Posted by: Invos Research
Published on: December 18, 2023
Option Trading Strategy - Long Calendar Spread

A Long Calendar Spread with Puts, also known as a horizontal put calendar spread or time spread, is an options trading strategy that involves buying and selling put options with the same strike price but different expiration dates. This strategy profits from the time decay of options.

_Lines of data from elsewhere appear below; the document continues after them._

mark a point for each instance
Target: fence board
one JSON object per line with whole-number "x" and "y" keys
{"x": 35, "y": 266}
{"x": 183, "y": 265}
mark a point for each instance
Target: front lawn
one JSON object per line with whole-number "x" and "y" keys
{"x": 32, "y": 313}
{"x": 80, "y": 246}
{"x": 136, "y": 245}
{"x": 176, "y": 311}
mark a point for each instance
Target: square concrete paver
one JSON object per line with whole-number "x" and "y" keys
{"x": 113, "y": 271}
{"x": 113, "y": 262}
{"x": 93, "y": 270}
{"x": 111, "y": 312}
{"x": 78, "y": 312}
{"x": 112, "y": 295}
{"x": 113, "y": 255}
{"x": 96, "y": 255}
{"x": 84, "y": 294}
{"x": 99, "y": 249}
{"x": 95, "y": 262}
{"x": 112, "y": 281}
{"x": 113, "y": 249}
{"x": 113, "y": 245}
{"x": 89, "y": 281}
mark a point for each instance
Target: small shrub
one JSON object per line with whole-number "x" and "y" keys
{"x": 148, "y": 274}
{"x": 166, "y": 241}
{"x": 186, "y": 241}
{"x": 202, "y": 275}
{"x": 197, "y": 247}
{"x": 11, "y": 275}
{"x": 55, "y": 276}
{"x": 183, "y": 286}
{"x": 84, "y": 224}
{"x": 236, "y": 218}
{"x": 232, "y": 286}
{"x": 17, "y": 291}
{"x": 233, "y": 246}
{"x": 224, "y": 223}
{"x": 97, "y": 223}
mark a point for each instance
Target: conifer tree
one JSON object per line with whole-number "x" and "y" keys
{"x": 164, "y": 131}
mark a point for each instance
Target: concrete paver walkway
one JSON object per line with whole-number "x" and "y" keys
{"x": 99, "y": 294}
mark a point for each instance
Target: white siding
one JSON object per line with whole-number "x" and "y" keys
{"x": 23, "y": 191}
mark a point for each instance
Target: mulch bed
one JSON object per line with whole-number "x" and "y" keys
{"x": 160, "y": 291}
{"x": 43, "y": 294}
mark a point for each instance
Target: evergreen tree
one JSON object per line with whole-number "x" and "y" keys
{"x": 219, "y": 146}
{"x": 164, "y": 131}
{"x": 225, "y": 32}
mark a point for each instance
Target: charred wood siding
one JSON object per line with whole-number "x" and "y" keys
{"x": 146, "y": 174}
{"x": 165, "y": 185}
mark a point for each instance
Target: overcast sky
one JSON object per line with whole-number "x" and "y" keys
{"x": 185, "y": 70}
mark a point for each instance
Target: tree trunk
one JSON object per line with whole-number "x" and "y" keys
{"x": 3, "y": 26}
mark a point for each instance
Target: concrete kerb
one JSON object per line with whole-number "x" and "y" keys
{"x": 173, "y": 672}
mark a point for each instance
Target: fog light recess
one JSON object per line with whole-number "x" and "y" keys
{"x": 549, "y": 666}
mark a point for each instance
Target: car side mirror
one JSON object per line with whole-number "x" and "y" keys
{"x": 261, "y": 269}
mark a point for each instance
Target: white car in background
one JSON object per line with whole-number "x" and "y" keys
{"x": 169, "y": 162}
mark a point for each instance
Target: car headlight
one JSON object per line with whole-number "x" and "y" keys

Here's how the Long Calendar Spread with Puts works:

  1. Strategy Setup:

    • Buy a longer-term put option with a later expiration date.
    • Simultaneously sell a shorter-term put option with an earlier expiration date.
    • Both options should have the same strike price.
  2. Objective:

    • The goal is to take advantage of the time decay (theta) of the short-term option, which should decay faster than the longer-term option.
    • Ideally, you want the stock price to remain close to the strike price, as this maximizes the time decay of the short-term option.
  3. Risk and Reward:

    • Limited risk: The most you can lose is the initial cost of establishing the spread.
    • Limited reward: The maximum profit is achieved if the stock price is near the strike price at the expiration of the short-term option.
  4. Breakeven Points:

    • The strategy will be profitable if the stock price is near the strike price at the expiration of the short-term option.
  5. Key Considerations:

    • Volatility: A rise in volatility can benefit the strategy.
    • Timing: The strategy works best when the implied volatility of the longer-term option is lower than the short-term option.
  6. Management and Adjustments:

    • As expiration approaches, you may consider closing the entire position or rolling the short option to a later expiration if you believe the trend will continue.
  7. Example:

    • Let's say you buy a put option with a strike price of $50 expiring in three months and simultaneously sell a put option with the same strike price of $50 expiring in one month.

    • If the stock price remains close to $50, the short-term put will lose value faster than the longer-term put, resulting in a profit for the overall position.

Remember that options trading involves risks, and it's important to fully understand the strategy and its potential outcomes before implementing it. It's also advisable to consult with a financial advisor or do thorough research based on your risk tolerance and investment goals.